Foxman est prêt à remédier à certaines des inégalités intérieures d’Israël, y compris son manque de pluralisme religieux pour les confessions juives. Mais il a toujours refusé de discuter du bilan d’Israël en matière de droits de l’homme en ce qui concerne le traitement des Palestiniens par l’État juif en Cisjordanie.

« Nous ne considérons pas l’occupation comme une violation des droits civils », a-t-il déclaré dans une interview, ajoutant que les allégations d’abus sont utilisées « comme un club contre Israël et [are] vêtu des droits civils de l’apartheid.
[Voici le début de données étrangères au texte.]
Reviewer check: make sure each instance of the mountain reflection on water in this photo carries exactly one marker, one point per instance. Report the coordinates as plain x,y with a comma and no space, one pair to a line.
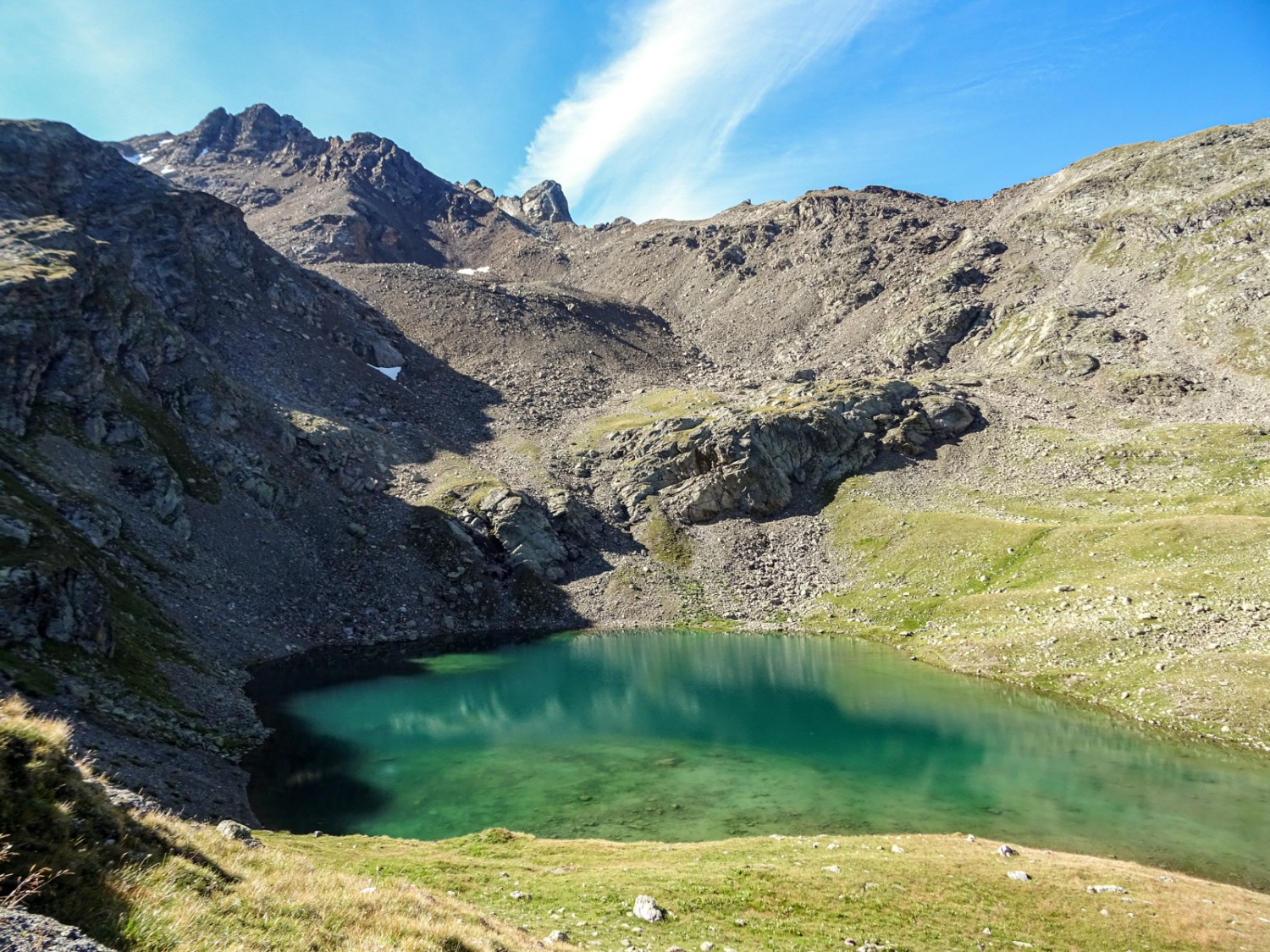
688,735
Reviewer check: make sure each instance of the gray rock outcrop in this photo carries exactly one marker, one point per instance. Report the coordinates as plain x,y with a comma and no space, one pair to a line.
751,461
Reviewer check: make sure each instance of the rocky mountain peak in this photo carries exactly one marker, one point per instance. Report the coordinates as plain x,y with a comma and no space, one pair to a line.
545,202
541,205
257,131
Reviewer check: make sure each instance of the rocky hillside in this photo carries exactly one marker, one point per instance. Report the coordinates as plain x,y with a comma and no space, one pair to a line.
264,391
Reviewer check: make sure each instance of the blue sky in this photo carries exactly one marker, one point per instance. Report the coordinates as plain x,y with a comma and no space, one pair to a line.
654,108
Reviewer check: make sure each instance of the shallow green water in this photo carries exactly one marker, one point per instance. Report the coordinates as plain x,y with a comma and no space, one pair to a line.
687,736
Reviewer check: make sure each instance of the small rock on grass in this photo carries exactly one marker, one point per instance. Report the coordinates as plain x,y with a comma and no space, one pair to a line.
648,909
233,829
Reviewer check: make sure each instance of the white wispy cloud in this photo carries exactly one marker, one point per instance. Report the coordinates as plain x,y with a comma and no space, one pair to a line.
648,134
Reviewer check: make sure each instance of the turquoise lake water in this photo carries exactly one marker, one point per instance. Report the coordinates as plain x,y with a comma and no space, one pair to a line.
677,735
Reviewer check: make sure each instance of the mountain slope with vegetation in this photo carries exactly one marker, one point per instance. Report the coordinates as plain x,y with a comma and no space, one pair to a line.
263,391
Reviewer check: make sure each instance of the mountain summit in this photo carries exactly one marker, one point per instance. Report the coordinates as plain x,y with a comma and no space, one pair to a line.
358,200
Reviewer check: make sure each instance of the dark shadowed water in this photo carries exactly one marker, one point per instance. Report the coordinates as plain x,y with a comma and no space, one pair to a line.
678,735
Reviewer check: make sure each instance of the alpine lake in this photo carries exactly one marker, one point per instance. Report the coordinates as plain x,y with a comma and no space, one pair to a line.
685,735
L’ADL, comme d’autres organisations juives nationales basées sur l’adhésion, a du mal à trouver sa voie financièrement ces jours-ci. Le groupe se remet lentement d’une baisse des dons suite à la crise financière de 2008 et a commencé à réembaucher après une période de licenciements. Mais il fait toujours face à une bataille difficile pour convaincre les Juifs américains de soutenir un groupe tout-en-un qui traite de diverses questions, d’Israël aux droits civils.

Ces groupes formaient autrefois l’épine dorsale de la vie juive américaine. Mais aujourd’hui, des organisations à enjeu unique telles que l’American Israel Public Affairs Committee et J Street prospèrent, tandis que l’ADL et des organisations similaires travaillent dur pour trouver leur place.

« La communauté est polarisée, et donc les positions modérées ne sont pas les bienvenues, les positions nuancées ne sont pas les bienvenues », a déclaré Foxman. Il a néanmoins fait preuve d’optimisme quant au retour des Juifs américains lorsqu’ils comprendront que « les positions dures ne l’emporteront pas ».

Quant à ses propres plans, Foxman, déjà habitué à être interrogé sur combien de temps il restera à la tête du groupe, a rapidement sorti l’un de ses one-liners qui ont fait de lui un favori des médias. « Chaque fois que je trouverai quelque chose d’autre à faire, je vous le ferai savoir », a-t-il répondu.

Le rédacteur en chef adjoint avancé Larry Cohler-Esses a contribué à cette histoire.